Les autorités judiciaires se mettent à faire, clairement, de la politique, et menacent donc l’Etat de droit.  La justice allemande a reconnu mercredi le principe d’une responsabilité mondiale des entreprises productrices d’électricité dans les dommages liés aux émissions de gaz à effet de serre, quel que soit l’endroit où ils se produisent. Il s’agit, selon les ONG environnementales, d’un précédent potentiellement très important pour les litiges liés au réchauffement climatique. « S’il y a menace de préjudice, le responsable des émissions de CO2 pourrait être tenu de prendre des mesures pour les empêcher », même si les dommages surviennent très loin de l’endroit où le producteur d’énergie se trouve, a tranché la cour d’appel de Hamm, saisie par un paysan péruvien s’estimant menacé par la fonte d’un glacier dans les Andes. C’est une « décision de principe historique » qui soutiendra les actions en justice, déjà nombreuses, contre les entreprises productrices d’énergie fossile, s’est félicitée l’ONG German Watch dans un communiqué.
A l’inverse, le géant allemand de l’énergie RWE, qui était visé par la plainte, a jugé « inadmissible » l’idée qu’on puisse tenir les émetteurs de CO2 pour responsable de dégâts climatiques partout dans le monde, s’inquiétant de « conséquences imprévisibles pour l’économie allemande et son industrie » déjà en crise.

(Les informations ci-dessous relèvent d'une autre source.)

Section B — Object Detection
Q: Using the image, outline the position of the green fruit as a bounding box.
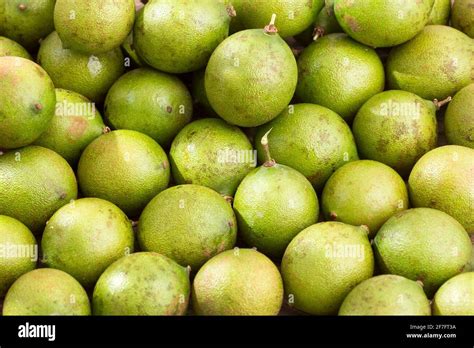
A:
[133,0,230,73]
[138,185,237,270]
[92,252,191,315]
[77,130,170,218]
[296,34,385,122]
[170,118,256,196]
[334,0,433,47]
[387,25,474,100]
[3,268,91,316]
[0,146,77,233]
[0,57,56,149]
[256,104,359,191]
[444,83,474,149]
[54,0,135,54]
[281,222,374,315]
[192,248,283,315]
[205,25,298,127]
[38,32,125,102]
[41,198,134,288]
[374,208,472,297]
[339,274,431,315]
[34,89,106,165]
[433,272,474,315]
[0,215,38,298]
[352,91,437,177]
[408,145,474,234]
[105,68,193,147]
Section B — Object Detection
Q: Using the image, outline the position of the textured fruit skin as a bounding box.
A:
[170,118,256,196]
[3,268,91,316]
[444,83,474,149]
[38,32,125,102]
[374,208,472,298]
[255,104,359,191]
[321,160,408,237]
[133,0,230,73]
[352,91,438,177]
[204,29,298,127]
[34,88,105,166]
[77,130,170,218]
[0,215,38,297]
[281,222,374,315]
[0,57,56,149]
[41,198,134,288]
[408,145,474,234]
[105,68,193,147]
[296,34,385,122]
[54,0,135,54]
[334,0,433,47]
[339,274,431,316]
[192,248,283,315]
[386,25,474,100]
[234,164,319,258]
[0,146,77,233]
[433,272,474,315]
[137,185,237,271]
[92,252,191,315]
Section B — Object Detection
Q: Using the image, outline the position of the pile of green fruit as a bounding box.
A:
[0,0,474,315]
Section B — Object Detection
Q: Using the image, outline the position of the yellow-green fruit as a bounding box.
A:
[77,130,170,218]
[408,145,474,234]
[444,83,474,149]
[339,274,431,315]
[374,208,472,297]
[192,248,283,315]
[281,222,374,315]
[38,32,125,102]
[41,198,134,288]
[54,0,135,54]
[0,57,56,149]
[138,185,237,271]
[386,25,474,100]
[352,91,437,177]
[92,252,191,315]
[0,215,38,297]
[34,88,105,165]
[3,268,91,316]
[0,146,77,233]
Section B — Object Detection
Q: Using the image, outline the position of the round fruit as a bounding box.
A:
[387,25,474,100]
[105,68,193,147]
[281,222,374,315]
[0,215,38,298]
[38,32,125,102]
[352,91,437,176]
[205,25,298,127]
[0,146,77,233]
[334,0,433,47]
[374,208,472,296]
[41,198,134,288]
[133,0,230,73]
[92,252,191,315]
[256,104,359,191]
[339,274,431,315]
[192,248,283,315]
[170,118,257,196]
[54,0,135,54]
[0,57,56,149]
[34,89,106,165]
[408,145,474,234]
[3,268,91,316]
[138,185,237,270]
[77,130,170,217]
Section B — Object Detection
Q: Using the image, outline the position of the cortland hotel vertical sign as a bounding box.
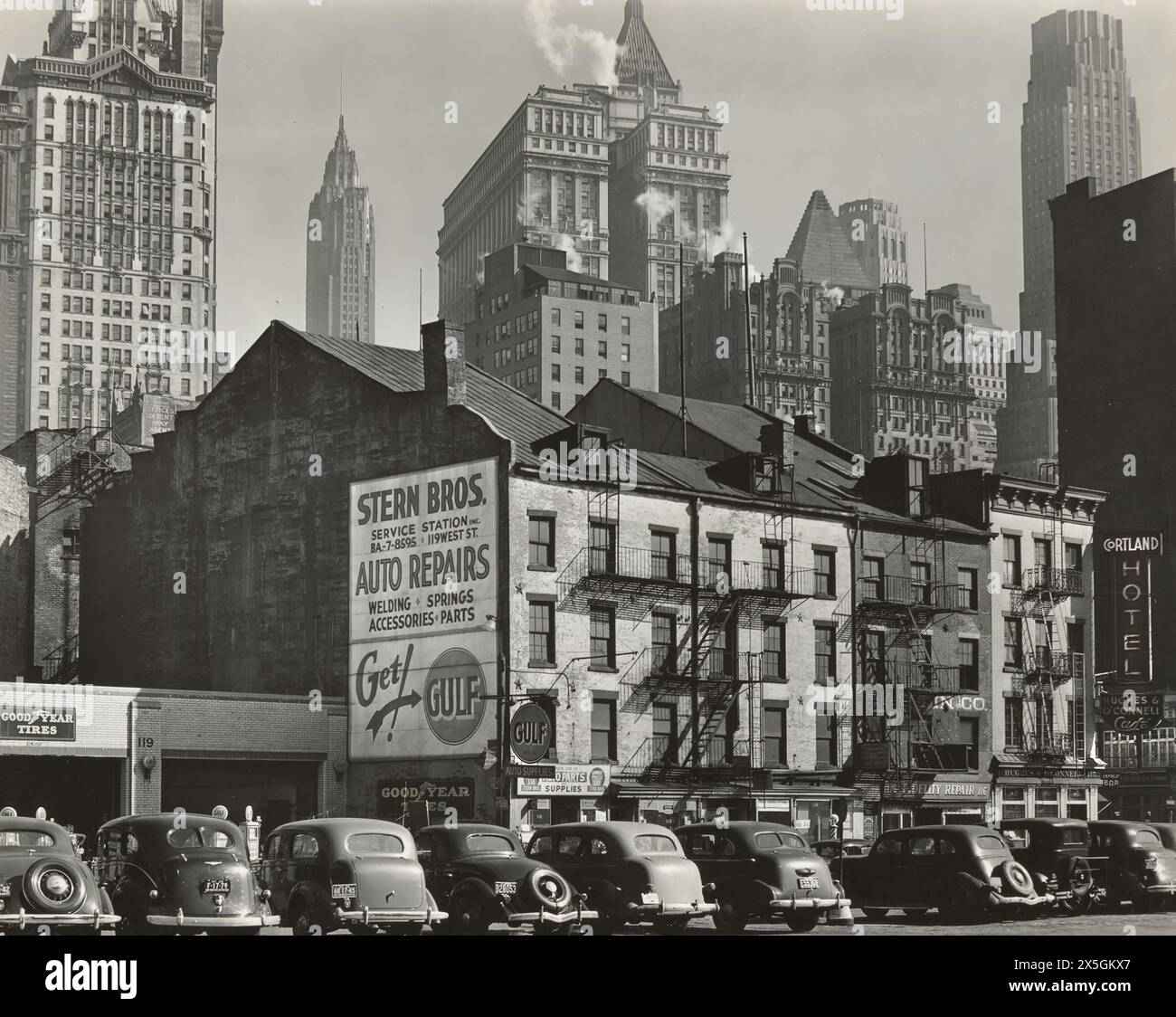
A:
[348,459,498,759]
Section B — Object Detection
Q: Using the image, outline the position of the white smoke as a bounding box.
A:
[559,233,584,271]
[525,0,619,88]
[632,188,674,229]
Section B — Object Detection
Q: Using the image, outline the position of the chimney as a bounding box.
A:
[421,318,466,405]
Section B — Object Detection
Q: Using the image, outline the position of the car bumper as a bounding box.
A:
[507,911,600,926]
[627,900,718,919]
[336,908,450,926]
[768,897,854,911]
[147,911,281,929]
[0,908,121,930]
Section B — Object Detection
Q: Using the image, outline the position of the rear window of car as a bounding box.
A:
[167,825,236,850]
[632,833,678,855]
[347,833,404,855]
[466,833,515,855]
[0,830,56,848]
[755,830,809,851]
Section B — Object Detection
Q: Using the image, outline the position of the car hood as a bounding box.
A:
[156,852,258,917]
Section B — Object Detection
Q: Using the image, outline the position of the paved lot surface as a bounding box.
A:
[262,911,1176,937]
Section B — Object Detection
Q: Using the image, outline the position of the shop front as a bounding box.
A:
[991,753,1106,821]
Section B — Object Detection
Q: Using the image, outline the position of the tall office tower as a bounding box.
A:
[0,0,223,445]
[838,197,908,290]
[306,114,375,342]
[997,11,1142,479]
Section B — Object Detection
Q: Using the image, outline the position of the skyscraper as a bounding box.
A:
[997,11,1141,479]
[0,0,223,447]
[306,114,375,342]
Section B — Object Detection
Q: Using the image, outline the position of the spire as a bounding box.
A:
[615,0,677,88]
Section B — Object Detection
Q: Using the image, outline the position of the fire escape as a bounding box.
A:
[1011,495,1086,763]
[557,444,812,784]
[834,468,975,780]
[35,428,126,684]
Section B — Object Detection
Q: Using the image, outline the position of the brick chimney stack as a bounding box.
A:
[421,318,467,405]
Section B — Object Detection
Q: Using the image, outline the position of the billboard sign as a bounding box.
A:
[348,459,498,759]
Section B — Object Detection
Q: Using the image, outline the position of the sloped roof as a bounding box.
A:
[277,321,571,464]
[787,191,870,290]
[615,0,677,88]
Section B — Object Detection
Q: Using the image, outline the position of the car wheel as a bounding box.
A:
[448,894,490,936]
[710,890,748,934]
[784,910,820,932]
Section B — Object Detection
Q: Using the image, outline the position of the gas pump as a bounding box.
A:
[240,805,261,861]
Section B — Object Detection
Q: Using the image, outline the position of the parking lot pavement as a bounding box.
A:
[262,911,1176,936]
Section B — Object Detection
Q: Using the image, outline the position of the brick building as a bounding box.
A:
[466,244,658,410]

La justice statuait donc sur la plainte d’un agriculteur péruvien qui affirmait que le producteur d’électricité allemand devait être tenu en partie responsable de risques d’inondation de sa maison, liés, à ses yeux, à la fonte d’un glacier dans la cordillère des Andes. RWE n’a certes pas de centrales au Pérou, ni de lien direct avec les effets locaux du réchauffement climatique à Huataz, son village. Mais selon une étude commandée par Germanwatch, l’ONG qui soutient le plaignant, RWE est responsable de 0,38% des émissions mondiales de gaz à effet de serre depuis le début de l’ère industrielle. Et il devrait à ce titre payer les dégâts à hauteur de sa responsabilité. Les juges se sont appuyés sur le code civil allemand pour donner raison au plaignant sur le principe d’une indemnisation de préjudice climatique.
Depuis la première action en justice de cet agriculteur en 2015, les militants de l’environnement comptaient sur cette affaire pour obtenir un principe de dédommagement des pays du Sud victimes de la pollution du Nord.
La jurisprudence de cet arrêt voudrait donc que toute entreprise industrielle, de n’importe quel secteur d’activité, car pas de raison de se limiter à l’électricité, puisse être poursuivie, où qu’elle se trouve par des plaignants de n’importe quel pays au motif d’une responsabilité supposée dans le réchauffement climatique. En clair, les juges voudraient faire disparaître la société industrielle dont l’essor depuis deux siècles s’est accompagné d’une amélioration spectaculaire des conditions de vie de l’immense majorité des humains.
12 réponses
Dans ce genre de logique absurde, allons au bout du raisonnement: le responsable ce n’est pas l’entreprise mais le consommateur, à l’origine de la demande donc de la consommation d’énergie, Cest donc lui, le commanditaire, qui doit payer, pas l’entreprise!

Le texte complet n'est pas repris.